1. Title : Self-organized 3D microtissue for regenerative medicine and drug discovery

2. Speaker : Kim, Sang-Heon, Ph.D.

3. Affiliation : Principle Research Scientist/Professor, Center for Biomaterials, Biomedical Engineering Institute,
                       Korea Institute of Science and Technology (KIST) University of Science and Technology (UST)

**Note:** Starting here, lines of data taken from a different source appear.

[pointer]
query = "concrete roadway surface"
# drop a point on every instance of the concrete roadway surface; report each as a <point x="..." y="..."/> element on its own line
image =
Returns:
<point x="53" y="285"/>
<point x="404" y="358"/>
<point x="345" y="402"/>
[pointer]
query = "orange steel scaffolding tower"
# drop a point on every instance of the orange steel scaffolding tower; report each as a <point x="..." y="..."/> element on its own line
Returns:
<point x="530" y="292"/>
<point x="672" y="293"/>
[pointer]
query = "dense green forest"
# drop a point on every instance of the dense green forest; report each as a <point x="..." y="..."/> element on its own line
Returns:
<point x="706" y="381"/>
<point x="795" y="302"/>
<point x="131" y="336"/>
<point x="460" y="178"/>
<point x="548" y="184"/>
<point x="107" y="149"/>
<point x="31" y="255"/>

4. Date : 04. 21. 2016 16:00-17:00

5. Place : SIMS Main Building, Auditorium 109 (1F)

6. Abstract

Over the past decade, the concept of tissue engineering has been extended to include technologies that use multi-cellular aggregates, not only to repair or replace tissue, but as a drug screening system with well-defined biological outputs. Within stem cell research as well as tissue engineering, synthetic biomimetic materials have been designed as artificial ECMs (art-ECMs) to stimulate cell adhesion and particular cellular functions and the resulting field has been termed “matrix engineering”. In our strategies, bioactive polypeptides, such as growth factor (GF) or cytokine, fused materials have been employed as art-ECMs to enhance selective interactions between materials and cells and to induce specific functions of the cells. In stem cell and tissue engineering research, studies involving cellular adhesion to an art-ECM have recently heightened. Recently, we demonstrated that heparin sulfate proteoglycan (HSPG) on cell membrane are involved in the cell adhesion via the heparin-binding region of fibronectin. In our previous study, FGF2-immobilized surface was synthesized as a HSPG targeting matrix for stem cell adhesion and was characterized based upon immobilization and biochemical and biological activities. A novel self-organized 3D microtissue, which was obtained by culturing mesenchymal cells on a substrate with the immobilized growth factor, showed various tissue functions such as angiogenesis, fibrosis, and skin-aging. We demonstrated the mechanism of 3D microtissue formation; HSPG-mediated adhesion of cells to FGF2-immobilized substrate is regulated by integrin signaling and leads to reduction in cell-matrix adhesive force. Here, we describe an innovative 3D microtissue culture based on cell adhesion (basic fibroblast growth factor [FGF2]-immobilized substrate) and assess the therapeutic/drug-screening potential of 3D microtissue composed of human mesenchymal cells such as adipose-derived stem cells and fibroblasts.